Pad Thai

I think I am going to choose this quote from Harman cited in Ian Bogost, Alien Phenomenology.

“For we ourselves, just like Neanderthals, sparrows, mushrooms, and dirt, have never done anything else than act amidst the bustle of other actants”

It has changed the way I see myself in relation to everything else. It allows me to understand that there need not always be a causal reason for everything. Everything in existence is both and actor and an actant. Much like wind, one actant acts upon another and another until it leaves us without a defined beginning. I do not know where that cool breeze came from and is going to go. The deconstruction of everything into a categorical, logical, knowable order gives solace to our sense of dignity as human beings; it helps us position ourselves in this messy complex world. But as this quote suggests, to put ones self above mushrooms or sparrows does not really get at the reality of how things are (and what I think Harman is saying). We are but a thing on a list of things. Or maybe we are like the prawns in the Pad Thai I’m eating – what a mesh of food – think of all the relations!

Kind of looks like the drawing I did for what I think this studio looks like.

WHAT I NEED TO DO

What I think I need to do in order to learn what it is I want to learn:

I need to start planning. Collating everything I’ve learnt this semester and work out how to put this into something I can show (through the medium of film) – as Adrian says, creating and inventing is about ‘bringing things together into new constellations’.

So…with this, making media to me is not yet a habit and practice as the way language is. But it can be, by doing it a lot. I need to start making stuff, even if it doesn’t end up in my final assessment.

POST MONUMENTAL MEDIA

Martin Stewart/flickr

Gone are the days when content had to be generic in order to reach a bigger audience. Gone are the days of expensive resource intensive big grand monumental media companies. We are living in a post industrial media era where the landscape is unknowable.

With the internet the cost of distribution = 0
Cost of production = as much as a smartphone.

If media nowadays doesn’t have ‘porous edges’ in that it can be continually adapted and transformed it will fail – Like myspace..poor murdoch.

EXQUISITE CORPSE

Last week I forgot to blog about this.

We can generate legitimate artefacts out of processes that are arbitrary – but still work.

We played the game exquisite corpse which was my first time.

This helped us to understand procedural work – To familiarise ourselves with making work that might itself be unspectacular, but what matters is knowing the rules. If you look at these without understanding the game (drawing something, folding the paper and giving it to someone else) they’re pretty weird and not that impressive.

There is no emphasis on the finished work of our soundscapes and videos. Its about the rule or constraint we set ourselves and once you define the rule its infinitely repeatable.

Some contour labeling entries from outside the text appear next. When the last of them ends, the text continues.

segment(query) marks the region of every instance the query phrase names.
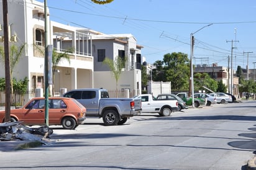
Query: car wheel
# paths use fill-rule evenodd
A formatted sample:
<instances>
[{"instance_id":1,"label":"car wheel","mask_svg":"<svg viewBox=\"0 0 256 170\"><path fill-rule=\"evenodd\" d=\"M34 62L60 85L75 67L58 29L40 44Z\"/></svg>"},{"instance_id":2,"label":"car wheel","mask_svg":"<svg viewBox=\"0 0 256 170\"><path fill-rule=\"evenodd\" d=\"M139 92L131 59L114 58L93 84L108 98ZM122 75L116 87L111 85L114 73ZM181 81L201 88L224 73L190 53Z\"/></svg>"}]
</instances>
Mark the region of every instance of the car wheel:
<instances>
[{"instance_id":1,"label":"car wheel","mask_svg":"<svg viewBox=\"0 0 256 170\"><path fill-rule=\"evenodd\" d=\"M128 120L128 117L122 117L122 120L120 120L119 122L118 122L117 125L122 125L124 123L126 123L126 121L127 121L127 120Z\"/></svg>"},{"instance_id":2,"label":"car wheel","mask_svg":"<svg viewBox=\"0 0 256 170\"><path fill-rule=\"evenodd\" d=\"M105 125L116 125L120 120L119 114L114 110L104 112L103 119Z\"/></svg>"},{"instance_id":3,"label":"car wheel","mask_svg":"<svg viewBox=\"0 0 256 170\"><path fill-rule=\"evenodd\" d=\"M76 120L70 117L64 117L62 125L66 129L75 129L76 127Z\"/></svg>"},{"instance_id":4,"label":"car wheel","mask_svg":"<svg viewBox=\"0 0 256 170\"><path fill-rule=\"evenodd\" d=\"M210 106L211 105L211 102L210 101L207 101L206 106Z\"/></svg>"},{"instance_id":5,"label":"car wheel","mask_svg":"<svg viewBox=\"0 0 256 170\"><path fill-rule=\"evenodd\" d=\"M198 107L200 105L200 104L199 104L198 101L195 101L194 105L194 107Z\"/></svg>"},{"instance_id":6,"label":"car wheel","mask_svg":"<svg viewBox=\"0 0 256 170\"><path fill-rule=\"evenodd\" d=\"M165 107L162 110L161 115L162 116L169 116L171 115L171 110L168 107Z\"/></svg>"},{"instance_id":7,"label":"car wheel","mask_svg":"<svg viewBox=\"0 0 256 170\"><path fill-rule=\"evenodd\" d=\"M222 99L221 101L221 104L225 104L226 103L226 101L224 99Z\"/></svg>"},{"instance_id":8,"label":"car wheel","mask_svg":"<svg viewBox=\"0 0 256 170\"><path fill-rule=\"evenodd\" d=\"M180 104L178 105L178 111L180 111L181 110L181 109L182 109L181 105L180 105Z\"/></svg>"}]
</instances>

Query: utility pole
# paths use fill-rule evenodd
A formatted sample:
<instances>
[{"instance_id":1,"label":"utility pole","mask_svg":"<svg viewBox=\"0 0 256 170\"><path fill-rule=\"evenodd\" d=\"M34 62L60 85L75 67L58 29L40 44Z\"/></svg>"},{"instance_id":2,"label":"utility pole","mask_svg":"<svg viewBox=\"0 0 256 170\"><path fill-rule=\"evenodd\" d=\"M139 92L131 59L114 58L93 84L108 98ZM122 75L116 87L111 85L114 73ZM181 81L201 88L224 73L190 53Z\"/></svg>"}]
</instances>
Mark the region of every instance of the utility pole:
<instances>
[{"instance_id":1,"label":"utility pole","mask_svg":"<svg viewBox=\"0 0 256 170\"><path fill-rule=\"evenodd\" d=\"M189 94L191 94L192 97L192 107L194 108L194 71L193 68L193 58L194 57L194 34L196 32L199 32L199 30L203 29L206 27L209 27L213 25L213 24L205 25L197 31L190 34L190 46L191 46L191 55L190 55L190 92Z\"/></svg>"},{"instance_id":2,"label":"utility pole","mask_svg":"<svg viewBox=\"0 0 256 170\"><path fill-rule=\"evenodd\" d=\"M230 78L229 78L229 62L230 62L230 56L227 56L227 87L229 87L229 93L231 93L231 87L230 87Z\"/></svg>"},{"instance_id":3,"label":"utility pole","mask_svg":"<svg viewBox=\"0 0 256 170\"><path fill-rule=\"evenodd\" d=\"M255 81L255 63L256 62L253 62L252 63L254 66L254 81Z\"/></svg>"},{"instance_id":4,"label":"utility pole","mask_svg":"<svg viewBox=\"0 0 256 170\"><path fill-rule=\"evenodd\" d=\"M249 80L249 53L252 53L254 52L244 52L243 54L247 53L247 66L246 66L246 69L247 70L247 80Z\"/></svg>"},{"instance_id":5,"label":"utility pole","mask_svg":"<svg viewBox=\"0 0 256 170\"><path fill-rule=\"evenodd\" d=\"M234 94L234 92L233 92L233 86L234 86L234 84L233 84L233 81L234 81L234 78L233 78L233 49L234 48L235 48L234 47L233 47L233 42L239 42L239 41L237 41L237 40L235 40L235 41L234 41L233 40L232 40L231 41L227 41L227 40L226 40L226 42L227 43L227 42L231 42L231 94Z\"/></svg>"},{"instance_id":6,"label":"utility pole","mask_svg":"<svg viewBox=\"0 0 256 170\"><path fill-rule=\"evenodd\" d=\"M6 104L4 122L11 120L11 71L10 71L10 56L9 48L9 30L8 30L8 6L7 0L2 1L2 17L4 21L4 67L6 76Z\"/></svg>"}]
</instances>

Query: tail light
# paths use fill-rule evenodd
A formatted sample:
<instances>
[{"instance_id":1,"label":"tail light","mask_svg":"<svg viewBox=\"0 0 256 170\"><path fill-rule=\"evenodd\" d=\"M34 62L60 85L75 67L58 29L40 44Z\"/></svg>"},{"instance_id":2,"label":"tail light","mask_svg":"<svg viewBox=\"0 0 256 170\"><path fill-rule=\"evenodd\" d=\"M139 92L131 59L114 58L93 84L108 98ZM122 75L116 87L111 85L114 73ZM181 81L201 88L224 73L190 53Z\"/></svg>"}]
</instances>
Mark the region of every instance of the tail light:
<instances>
[{"instance_id":1,"label":"tail light","mask_svg":"<svg viewBox=\"0 0 256 170\"><path fill-rule=\"evenodd\" d=\"M134 105L135 105L134 101L131 101L130 102L130 106L131 109L134 109Z\"/></svg>"}]
</instances>

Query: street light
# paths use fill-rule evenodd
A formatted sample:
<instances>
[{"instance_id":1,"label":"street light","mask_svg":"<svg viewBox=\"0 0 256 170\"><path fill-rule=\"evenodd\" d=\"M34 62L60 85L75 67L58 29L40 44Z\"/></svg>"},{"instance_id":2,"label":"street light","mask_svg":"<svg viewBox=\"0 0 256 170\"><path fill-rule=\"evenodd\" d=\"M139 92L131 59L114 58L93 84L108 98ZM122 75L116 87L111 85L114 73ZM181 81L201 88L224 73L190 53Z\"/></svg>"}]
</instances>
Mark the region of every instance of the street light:
<instances>
[{"instance_id":1,"label":"street light","mask_svg":"<svg viewBox=\"0 0 256 170\"><path fill-rule=\"evenodd\" d=\"M190 43L191 43L191 55L190 55L190 86L191 87L190 87L190 91L191 92L190 94L191 94L192 96L192 107L194 108L194 73L193 73L193 55L194 55L194 51L193 51L193 47L194 47L194 36L193 35L196 34L196 32L199 32L201 29L209 27L210 25L213 25L213 24L205 25L201 28L200 29L198 30L197 31L190 34Z\"/></svg>"}]
</instances>

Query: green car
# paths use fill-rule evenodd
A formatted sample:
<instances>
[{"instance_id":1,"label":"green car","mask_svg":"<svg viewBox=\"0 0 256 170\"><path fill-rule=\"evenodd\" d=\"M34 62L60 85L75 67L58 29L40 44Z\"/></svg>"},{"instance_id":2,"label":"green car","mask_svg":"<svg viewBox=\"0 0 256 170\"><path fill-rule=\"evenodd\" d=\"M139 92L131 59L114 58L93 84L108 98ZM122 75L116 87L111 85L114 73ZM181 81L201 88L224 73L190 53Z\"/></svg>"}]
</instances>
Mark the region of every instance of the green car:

Blue Poles is a significant painting because of its political backstory – it has a place in Australian history. Its a marker of the flourishing abstract expressionist movement in 1950s New York.

If Blue Poles was on the ground in the laneway outside the gallery – you’d probably walk over it. The initial conditions matter.

Jackson Pollock. Blue poles. 1952. © Pollock-Krasner Foundation/ARS

DIFFERENT DOCUMENTARY

Simple stories about a messy world can’t help us.

If we understand the world as a dense truculent clamour of things then what would it be to use the form of documentary to try and show that. Not explain but acknowledge the legitimate clamouring of all this stuff.

If everything is messy and complex then documentaries should account for it and not conceal it behind abstraction and generalisations.

Stories matter but they are a human cultural device. Documentary as a non-fiction practice should not be about something but should be with something.

We don’t need more people telling us what they think about stuff. We need more ways of letting things speak for themselves.

ELEVATE

I found it interest when Adrian talked about how our language is completely dependent on our biology.

“to ‘elevate’ something” – I’m sure a snake wouldn’t use that word or to a wombat it might be to “burrow down”.